Health insurers are not pulling any punches. They say they plan to pass new taxes under the 2010 health reform law directly to consumers through higher premiums.
A report financed by American’s Health Insurance Plans predicts that premiums will increase by about 2 percent in 2014, and 3 to 4 percent by 2023, once insurance companies pass along a federal tax that will hit in 2014.
“Those individuals and families who are not eligible for [government] subsidies … will bear the full cost of the fees, requiring that they pay more out-of-pocket and making coverage less affordable,” consulting firm Oliver Wyman wrote in the report , released late on Wednesday.
The Congressional Budget Office had predicted that insurance companies would do just what they say they are going to do. But CBO also said that when the entirety of the health care law took effect, premiums would ultimately go down, said Paul Van de Water, a former CBO staffer now at the liberal Center for Budget and Policy Priorities.
“Part of what they’re saying is accurate, but they are leaving out a whole lot of other stuff that suggest premiums are likely to go down,” Van de Water said in an interview. State insurance exchanges will help lower administrative costs, he said, as will new rules that require insurance companies to spend 80 to 85 percent of premiums on medical care.
Democrats on Capitol Hill criticized the study, saying that insurance companies could simply cover the costs of the tax and not pass them to consumers.
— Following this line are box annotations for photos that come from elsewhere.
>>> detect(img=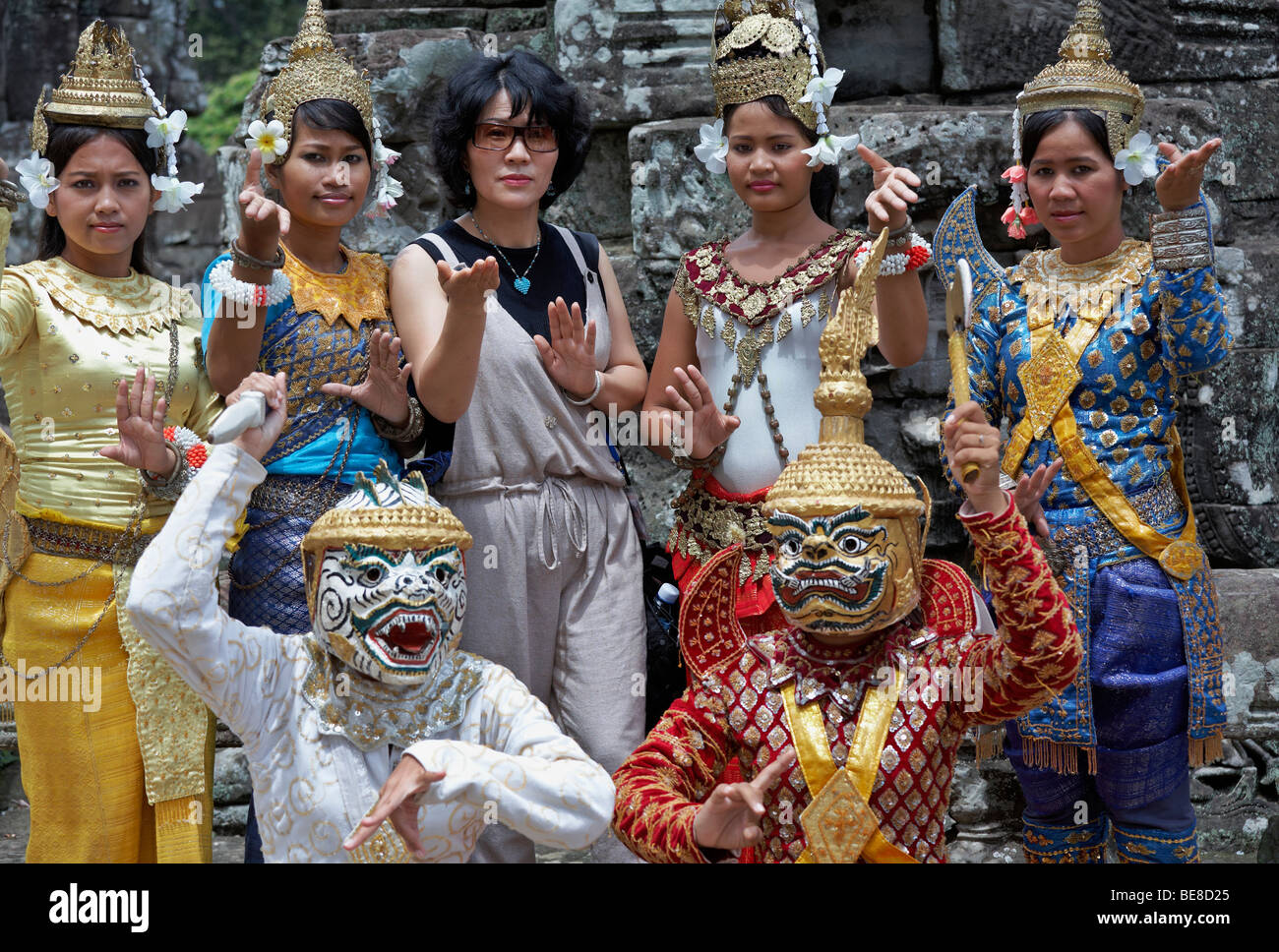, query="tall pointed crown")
[1014,0,1146,154]
[30,21,156,154]
[764,229,925,519]
[302,461,472,556]
[263,0,379,162]
[711,0,825,129]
"This new health insurance industry tax -- which the industry decries -- is levied on them, not consumers. With their record profits and exorbitant CEO compensation packages, health insurers are perfectly capable of absorbing this cost,” House Ways and Means Health Subcommittee ranking member Pete Stark, D-Calif., said in a statement.
“If they are really going to pass along all of it, why are they so unhappy with it?” Van de Water asked.